Schon seit Jahren zeichnet sich Ursula Poznanski durch die Tatsache aus, dass sie mit sicherem Händchen aktuelle Themen aufgreift und in moderne Thriller verarbeitet, die sich an Leser und Leserinnen ab vierzehn richtet. Treffsicher setzt sie die Lebenswelt ihrer Helden in Szene, wie sie nun auch wieder in »Oracle« beweist.
Schon als Kind hat Julian mit seltsamen Wahrnehmungen zu kämpfen, die niemand wirklich ernst nimmt. Statt dessen kommt er in Therapie und muss Tabletten nehmen, kann Jahre lang nicht wirklich unter Menschen gehen. Doch mit dem Studium wagt er einen Schritt nach vorne und beginnt sich seinen Dämonen zu stellen.

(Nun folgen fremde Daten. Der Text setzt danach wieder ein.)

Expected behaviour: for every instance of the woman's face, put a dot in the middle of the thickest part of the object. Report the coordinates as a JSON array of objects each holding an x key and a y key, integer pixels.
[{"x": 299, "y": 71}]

Ermutigt von einigen Kommilitonen und einem Klassentreffen, setzt er nun seine Tablette ab und versucht heraus zu finden, ob und wie die Wahrnehmungen wirklich nur Wahnvorstellungen sind oder die Gabe, erkennen zu können, ob einer Person in der Zukunft etwas schlimmes passiert oder nicht.
In einer Zeit, in der viele andere Autoren und Autorinnen übersinnliche Gaben eher verklären und als besonderes Beiwerk in ihre romantisch angehauchten Werke einbauen, geht Ursula Poznanski bewusst einen ganz anderen Weg. Sie bleibt nahe an der Wirklichkeit, denn für Julian und sein Umfeld sind die Wahrnehmungen eher ein Fluch und Hirngespinste, die den jungen Mann belasten und psychisch angeschlagen haben werden lassen.
Nun aber ist er in einem Alter, in dem er sich Fragen stellt und entschlossen der Frage nachgeht, ob das, was er an Menschen sieht, wirklich so ein Fluch sein muss. Lebensnah und vor allem glaubwürdig beschreibt sie seine Gedanken und Gefühlen, bietet auch in einem Umfeld ein breites Spektrum an Verhalten, wenn die anderen davon erfahren.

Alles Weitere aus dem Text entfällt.